The two takeaways I found the most interesting from the latter were 1) that Disney fairy tales, where they were changed from Grimm and Andersen fairy tales to make happy endings and make sure the good and evil people each got their just rewards, are even worse than we probably knew. It turns out, children don't take away from this that they ought to be good and maybe good things will come to them, but that they have *already* had bad things happen in their little lives and because bad things only happen to bad people that means that they might also be bad people. Mind blown, but also totally true to what I remember from watching these.

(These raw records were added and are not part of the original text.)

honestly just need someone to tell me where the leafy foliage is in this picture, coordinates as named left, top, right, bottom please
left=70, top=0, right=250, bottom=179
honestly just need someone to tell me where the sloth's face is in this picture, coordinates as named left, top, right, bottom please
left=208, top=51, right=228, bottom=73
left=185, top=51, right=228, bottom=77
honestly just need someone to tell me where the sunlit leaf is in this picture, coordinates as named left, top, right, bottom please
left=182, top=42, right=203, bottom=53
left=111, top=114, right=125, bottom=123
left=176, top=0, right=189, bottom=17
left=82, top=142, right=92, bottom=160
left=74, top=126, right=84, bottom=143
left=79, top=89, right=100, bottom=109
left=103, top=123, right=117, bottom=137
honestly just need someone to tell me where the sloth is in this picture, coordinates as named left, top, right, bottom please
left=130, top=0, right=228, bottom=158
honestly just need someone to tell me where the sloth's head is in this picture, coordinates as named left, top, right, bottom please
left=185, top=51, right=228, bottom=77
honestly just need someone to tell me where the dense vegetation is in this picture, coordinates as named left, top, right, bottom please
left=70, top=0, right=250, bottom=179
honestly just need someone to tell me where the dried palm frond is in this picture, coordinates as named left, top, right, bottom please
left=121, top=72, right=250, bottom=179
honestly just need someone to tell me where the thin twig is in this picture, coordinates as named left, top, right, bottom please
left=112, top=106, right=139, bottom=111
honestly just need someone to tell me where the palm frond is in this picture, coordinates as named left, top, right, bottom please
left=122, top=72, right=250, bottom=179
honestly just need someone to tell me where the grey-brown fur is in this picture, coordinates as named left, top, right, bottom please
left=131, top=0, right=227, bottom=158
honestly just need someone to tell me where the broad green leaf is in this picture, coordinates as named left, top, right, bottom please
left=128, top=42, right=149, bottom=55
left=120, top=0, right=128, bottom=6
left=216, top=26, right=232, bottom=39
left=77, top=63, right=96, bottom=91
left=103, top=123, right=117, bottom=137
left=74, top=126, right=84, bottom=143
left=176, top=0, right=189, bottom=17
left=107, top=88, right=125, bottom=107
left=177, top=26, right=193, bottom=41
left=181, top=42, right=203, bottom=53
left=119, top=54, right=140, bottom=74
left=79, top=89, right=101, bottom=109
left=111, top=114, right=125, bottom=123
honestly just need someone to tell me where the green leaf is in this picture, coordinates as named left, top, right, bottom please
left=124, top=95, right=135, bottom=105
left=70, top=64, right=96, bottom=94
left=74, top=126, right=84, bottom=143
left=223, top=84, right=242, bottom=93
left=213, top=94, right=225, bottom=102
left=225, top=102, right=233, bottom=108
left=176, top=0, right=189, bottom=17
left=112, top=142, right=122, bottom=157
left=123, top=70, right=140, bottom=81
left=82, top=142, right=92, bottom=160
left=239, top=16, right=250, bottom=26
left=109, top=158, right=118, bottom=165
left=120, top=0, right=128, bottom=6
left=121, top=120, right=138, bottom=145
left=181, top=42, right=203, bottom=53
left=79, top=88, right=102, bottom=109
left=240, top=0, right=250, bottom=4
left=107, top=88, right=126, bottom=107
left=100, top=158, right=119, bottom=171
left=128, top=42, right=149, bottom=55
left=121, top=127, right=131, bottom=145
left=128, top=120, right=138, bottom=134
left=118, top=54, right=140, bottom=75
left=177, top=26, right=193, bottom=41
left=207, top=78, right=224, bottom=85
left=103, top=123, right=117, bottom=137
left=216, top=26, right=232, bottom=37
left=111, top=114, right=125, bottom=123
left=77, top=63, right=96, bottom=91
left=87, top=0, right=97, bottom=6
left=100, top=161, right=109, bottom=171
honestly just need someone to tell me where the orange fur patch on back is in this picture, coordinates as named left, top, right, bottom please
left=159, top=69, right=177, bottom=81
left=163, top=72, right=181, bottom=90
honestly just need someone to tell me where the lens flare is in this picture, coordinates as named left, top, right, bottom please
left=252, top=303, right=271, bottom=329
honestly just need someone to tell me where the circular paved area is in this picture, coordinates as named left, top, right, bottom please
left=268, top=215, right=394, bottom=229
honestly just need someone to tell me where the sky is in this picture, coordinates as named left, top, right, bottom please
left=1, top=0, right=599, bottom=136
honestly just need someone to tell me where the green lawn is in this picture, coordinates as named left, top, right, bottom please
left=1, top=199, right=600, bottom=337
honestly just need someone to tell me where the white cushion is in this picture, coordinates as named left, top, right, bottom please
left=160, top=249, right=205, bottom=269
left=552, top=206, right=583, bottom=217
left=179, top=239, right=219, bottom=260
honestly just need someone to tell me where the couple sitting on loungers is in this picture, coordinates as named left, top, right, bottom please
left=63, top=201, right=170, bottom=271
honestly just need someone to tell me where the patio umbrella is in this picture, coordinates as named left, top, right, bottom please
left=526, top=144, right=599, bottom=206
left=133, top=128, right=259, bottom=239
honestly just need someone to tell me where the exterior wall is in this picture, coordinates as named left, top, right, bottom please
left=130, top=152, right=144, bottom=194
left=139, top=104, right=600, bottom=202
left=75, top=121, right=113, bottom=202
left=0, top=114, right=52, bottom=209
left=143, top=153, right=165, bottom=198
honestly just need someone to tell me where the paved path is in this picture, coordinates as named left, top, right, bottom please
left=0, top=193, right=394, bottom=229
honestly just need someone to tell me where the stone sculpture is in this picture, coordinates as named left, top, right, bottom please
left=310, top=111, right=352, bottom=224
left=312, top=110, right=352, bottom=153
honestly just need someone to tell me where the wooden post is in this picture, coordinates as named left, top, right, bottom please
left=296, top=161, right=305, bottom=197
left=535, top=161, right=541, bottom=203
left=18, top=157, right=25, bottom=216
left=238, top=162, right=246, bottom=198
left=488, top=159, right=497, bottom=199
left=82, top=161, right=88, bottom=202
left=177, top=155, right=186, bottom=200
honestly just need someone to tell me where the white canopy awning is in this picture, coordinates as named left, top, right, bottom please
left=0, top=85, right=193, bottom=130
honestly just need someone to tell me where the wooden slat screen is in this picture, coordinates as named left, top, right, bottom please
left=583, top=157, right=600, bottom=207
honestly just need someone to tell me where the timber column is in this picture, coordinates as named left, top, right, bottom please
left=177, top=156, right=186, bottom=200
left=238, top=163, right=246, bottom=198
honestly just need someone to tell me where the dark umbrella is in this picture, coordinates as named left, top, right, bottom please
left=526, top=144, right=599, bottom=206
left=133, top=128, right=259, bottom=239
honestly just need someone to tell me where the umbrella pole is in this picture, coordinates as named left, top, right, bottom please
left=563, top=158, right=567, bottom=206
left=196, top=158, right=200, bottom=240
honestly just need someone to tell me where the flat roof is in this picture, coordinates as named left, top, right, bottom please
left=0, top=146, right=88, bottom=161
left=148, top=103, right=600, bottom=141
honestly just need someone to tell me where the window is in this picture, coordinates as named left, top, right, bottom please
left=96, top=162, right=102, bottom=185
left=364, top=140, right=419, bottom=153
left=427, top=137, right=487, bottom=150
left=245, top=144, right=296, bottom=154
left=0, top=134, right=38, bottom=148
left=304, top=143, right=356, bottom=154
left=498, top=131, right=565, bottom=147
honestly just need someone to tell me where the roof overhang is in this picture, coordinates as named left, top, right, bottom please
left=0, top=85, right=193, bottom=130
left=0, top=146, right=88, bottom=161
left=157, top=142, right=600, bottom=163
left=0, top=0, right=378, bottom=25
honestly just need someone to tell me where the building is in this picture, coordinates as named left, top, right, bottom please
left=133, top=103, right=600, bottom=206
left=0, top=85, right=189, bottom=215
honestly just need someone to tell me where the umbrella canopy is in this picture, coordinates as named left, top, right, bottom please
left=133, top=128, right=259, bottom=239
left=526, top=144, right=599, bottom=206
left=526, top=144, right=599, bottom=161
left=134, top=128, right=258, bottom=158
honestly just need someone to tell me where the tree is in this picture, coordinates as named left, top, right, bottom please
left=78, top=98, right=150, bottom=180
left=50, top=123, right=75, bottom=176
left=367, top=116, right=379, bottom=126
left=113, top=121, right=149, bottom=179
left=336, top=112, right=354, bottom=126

And 2) our punitive cancel culture is reflected (or was encouraged by???) these terrible fairy tales, including Grimm, Andersen AND Disney. When someone gets punished, there is no redemption. There is no rehabilitation possible. There is only total destruction. From Ursula in the Little Mermaid to the Wolf in the Three Pigs (I did not remember that not only did they trap and incapacitate him, but they then boil and eat him) and even the parable of the grasshopper and ants where the grasshopper (hardly evil) dies and never has a chance to learn from his ways and get better. Would our society be open to being more rehabilitative and less punitive if the fairy tales we heard from childhood were also that way?